There was a surgeon ... let's call him Bad-lad. He was short, balding, and weird, with huge blue eyes magnified by Harry Potter glasses. I tried to believe that his heart was in the right place, but he constantly gave me reason to wonder. He could be quite nasty, and definitely wasn't a team player. Nobody liked him. Everyone complained about him. When Bad-lad was on-call, his surgical colleagues cringed and anaesthetists freaked (to put it mildly). He was the type to spend 15 minutes running around looking for a blanket to cover a P1 patient with, before doing the most necessary stuff like tubing, CVP etc. (Or something along those lines). I often felt a teeny-bit sorry for him, until this particular incident....
I was allocated to anaesthetise for him on this particular day. Did I mention that he was also the slowest, most time-consuming surgeon in the department? In that teaching hospital, the last elective case was put on the table at 3 pm. If you were slow, and didn't finish your list by that time, the case was postponed to the next available list. Unfortunate, yes. Not the best management technique, for sure. But no sister would scrub for an elective case after 3. And well, a scrub sister is an imperative part of any surgical case.

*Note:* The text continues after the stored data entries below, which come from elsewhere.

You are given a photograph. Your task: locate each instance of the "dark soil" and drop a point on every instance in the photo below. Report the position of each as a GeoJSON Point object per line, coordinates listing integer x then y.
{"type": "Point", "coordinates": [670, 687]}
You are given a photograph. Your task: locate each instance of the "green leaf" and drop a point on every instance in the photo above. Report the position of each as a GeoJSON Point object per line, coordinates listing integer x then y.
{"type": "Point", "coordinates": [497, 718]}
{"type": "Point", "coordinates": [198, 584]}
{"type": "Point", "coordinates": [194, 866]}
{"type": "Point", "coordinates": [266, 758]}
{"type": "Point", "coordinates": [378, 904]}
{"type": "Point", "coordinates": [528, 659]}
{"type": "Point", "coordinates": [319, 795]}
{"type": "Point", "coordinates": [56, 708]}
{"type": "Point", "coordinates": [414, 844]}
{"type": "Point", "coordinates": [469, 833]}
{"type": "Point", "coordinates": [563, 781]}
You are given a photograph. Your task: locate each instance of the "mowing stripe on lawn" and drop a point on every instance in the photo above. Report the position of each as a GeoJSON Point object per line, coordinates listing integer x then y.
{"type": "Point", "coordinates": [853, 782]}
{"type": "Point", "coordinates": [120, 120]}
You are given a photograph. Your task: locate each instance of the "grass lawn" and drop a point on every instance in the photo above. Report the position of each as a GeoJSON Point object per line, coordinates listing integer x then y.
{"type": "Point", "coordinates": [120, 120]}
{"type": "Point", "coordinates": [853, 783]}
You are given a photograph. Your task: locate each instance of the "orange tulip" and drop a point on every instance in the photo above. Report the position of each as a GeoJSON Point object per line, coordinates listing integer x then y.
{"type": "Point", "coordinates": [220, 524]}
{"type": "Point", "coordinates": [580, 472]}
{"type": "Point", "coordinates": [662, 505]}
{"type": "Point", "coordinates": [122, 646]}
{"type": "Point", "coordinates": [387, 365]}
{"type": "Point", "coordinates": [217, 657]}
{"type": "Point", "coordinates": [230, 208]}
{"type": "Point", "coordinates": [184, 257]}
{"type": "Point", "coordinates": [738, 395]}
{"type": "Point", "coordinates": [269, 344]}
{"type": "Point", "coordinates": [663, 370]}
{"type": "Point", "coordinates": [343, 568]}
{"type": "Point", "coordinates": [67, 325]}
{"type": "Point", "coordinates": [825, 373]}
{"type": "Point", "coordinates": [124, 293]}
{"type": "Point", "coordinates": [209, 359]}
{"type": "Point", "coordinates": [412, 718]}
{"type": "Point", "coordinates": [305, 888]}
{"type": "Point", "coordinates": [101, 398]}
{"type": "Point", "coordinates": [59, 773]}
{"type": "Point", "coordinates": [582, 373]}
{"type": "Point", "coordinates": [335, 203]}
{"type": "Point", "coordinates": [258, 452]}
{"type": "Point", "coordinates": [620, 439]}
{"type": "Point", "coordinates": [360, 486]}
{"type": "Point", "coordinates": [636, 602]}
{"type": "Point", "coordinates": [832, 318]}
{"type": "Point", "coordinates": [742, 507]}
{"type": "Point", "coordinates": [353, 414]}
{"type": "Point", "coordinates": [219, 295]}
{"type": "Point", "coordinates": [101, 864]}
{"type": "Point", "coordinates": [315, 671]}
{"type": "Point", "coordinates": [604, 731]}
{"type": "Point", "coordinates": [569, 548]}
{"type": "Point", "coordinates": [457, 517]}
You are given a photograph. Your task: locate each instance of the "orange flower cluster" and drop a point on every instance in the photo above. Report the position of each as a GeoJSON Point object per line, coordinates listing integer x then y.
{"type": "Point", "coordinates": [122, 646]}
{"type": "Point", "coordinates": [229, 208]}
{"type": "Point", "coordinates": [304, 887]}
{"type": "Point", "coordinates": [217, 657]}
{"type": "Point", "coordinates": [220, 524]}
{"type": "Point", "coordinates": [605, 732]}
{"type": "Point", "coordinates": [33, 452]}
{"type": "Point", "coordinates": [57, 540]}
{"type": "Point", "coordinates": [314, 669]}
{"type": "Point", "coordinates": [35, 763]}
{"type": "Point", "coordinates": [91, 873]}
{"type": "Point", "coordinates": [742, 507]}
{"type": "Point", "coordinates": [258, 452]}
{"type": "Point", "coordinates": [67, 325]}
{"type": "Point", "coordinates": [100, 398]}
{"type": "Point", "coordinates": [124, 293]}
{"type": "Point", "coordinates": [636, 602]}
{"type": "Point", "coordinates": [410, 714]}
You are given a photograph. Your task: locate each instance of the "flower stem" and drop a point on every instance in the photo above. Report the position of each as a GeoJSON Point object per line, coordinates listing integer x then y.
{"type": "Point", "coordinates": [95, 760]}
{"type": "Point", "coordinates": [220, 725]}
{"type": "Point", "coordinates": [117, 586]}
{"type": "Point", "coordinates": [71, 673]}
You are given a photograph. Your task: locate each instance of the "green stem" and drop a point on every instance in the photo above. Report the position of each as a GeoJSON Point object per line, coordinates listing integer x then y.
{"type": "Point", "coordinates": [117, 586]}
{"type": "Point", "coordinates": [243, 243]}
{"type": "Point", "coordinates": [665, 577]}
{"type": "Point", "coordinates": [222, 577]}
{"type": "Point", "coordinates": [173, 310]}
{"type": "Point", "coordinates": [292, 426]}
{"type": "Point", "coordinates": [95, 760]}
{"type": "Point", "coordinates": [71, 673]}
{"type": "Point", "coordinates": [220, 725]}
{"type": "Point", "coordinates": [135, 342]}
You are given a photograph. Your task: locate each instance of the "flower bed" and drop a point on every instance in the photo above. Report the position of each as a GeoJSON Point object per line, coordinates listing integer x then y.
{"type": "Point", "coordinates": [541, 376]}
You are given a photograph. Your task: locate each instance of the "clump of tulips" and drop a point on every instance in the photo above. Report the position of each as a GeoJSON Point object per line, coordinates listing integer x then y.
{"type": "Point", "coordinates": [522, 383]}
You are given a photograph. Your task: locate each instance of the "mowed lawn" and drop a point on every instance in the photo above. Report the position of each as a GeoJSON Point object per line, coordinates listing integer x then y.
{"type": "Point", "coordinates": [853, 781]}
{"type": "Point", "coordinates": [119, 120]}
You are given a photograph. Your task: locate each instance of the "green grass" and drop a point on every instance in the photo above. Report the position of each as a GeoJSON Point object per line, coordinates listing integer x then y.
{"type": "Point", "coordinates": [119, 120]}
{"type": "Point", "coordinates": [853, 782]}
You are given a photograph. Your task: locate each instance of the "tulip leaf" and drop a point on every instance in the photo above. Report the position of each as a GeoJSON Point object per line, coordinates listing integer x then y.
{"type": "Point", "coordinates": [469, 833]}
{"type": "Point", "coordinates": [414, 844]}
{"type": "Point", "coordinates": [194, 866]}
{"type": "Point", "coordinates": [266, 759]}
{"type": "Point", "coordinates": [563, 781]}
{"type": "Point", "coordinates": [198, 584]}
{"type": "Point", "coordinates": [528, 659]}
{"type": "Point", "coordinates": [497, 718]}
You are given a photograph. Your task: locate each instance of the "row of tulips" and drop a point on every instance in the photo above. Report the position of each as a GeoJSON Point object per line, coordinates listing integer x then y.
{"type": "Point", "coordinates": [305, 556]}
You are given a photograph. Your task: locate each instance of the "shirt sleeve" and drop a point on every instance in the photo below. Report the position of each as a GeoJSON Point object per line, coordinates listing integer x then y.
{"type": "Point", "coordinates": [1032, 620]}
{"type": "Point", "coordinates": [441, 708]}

So .... Bad-lad was scratching away at some piles. He'd been at it for ages. The blood loss was almost that of a huge laparotomy. It was 3:15. We still had a hernia on the list. And I was frustrated. Seriously frustrated and extremely irritated. The sister informed her floor-nurses and runners that it was to be the last case of the day. Everyone was aware of how things worked there. Except for Bad-lad of course.
He ordered me, (yes - ordered), to call for the next patient. He had to be joking. I mean a guy who spent two and a half hours on piles for crying out loud, would probably need five hours for a freaking hernia!! I gave a nervous little giggle and before I could help myself, I uttered the three little words that severed our already fragile relationship for ever. "Are you crazy????"
He stopped operating. Threw down his tools. Fixed that magnified icy blue stare on me ... and silence reigned for exactly 5 seconds. Then all hell broke loose. He started screaming, and shaking like a leaf.
I was accused of calling him crazy and he was hurling verbal abuse at the top of his voice. I tried to explain that I hadn't called him crazy as such - I'd simply asked a question. A simple "no" would've been enough of an answer. When the performance showed no signs of abating, my hysterical laughter bubbled to the fore. I laughed uncontrollably till my eyes teared, probably because my nerves were so frayed, and it just infuriated him even more. Fortunately the spinal had long worn off and I'd been forced to convert to a general anaesthetic, so the patient was none the wiser.
Poor guy. I felt like the straw that broke the camel's back. It was not my proudest moment. And although it was never my intention to freak him out, I'd be a liar if I said that some small part of me hadn't thoroughly enjoyed the whole fiasco. That was Bad-lad and me ... finished for good.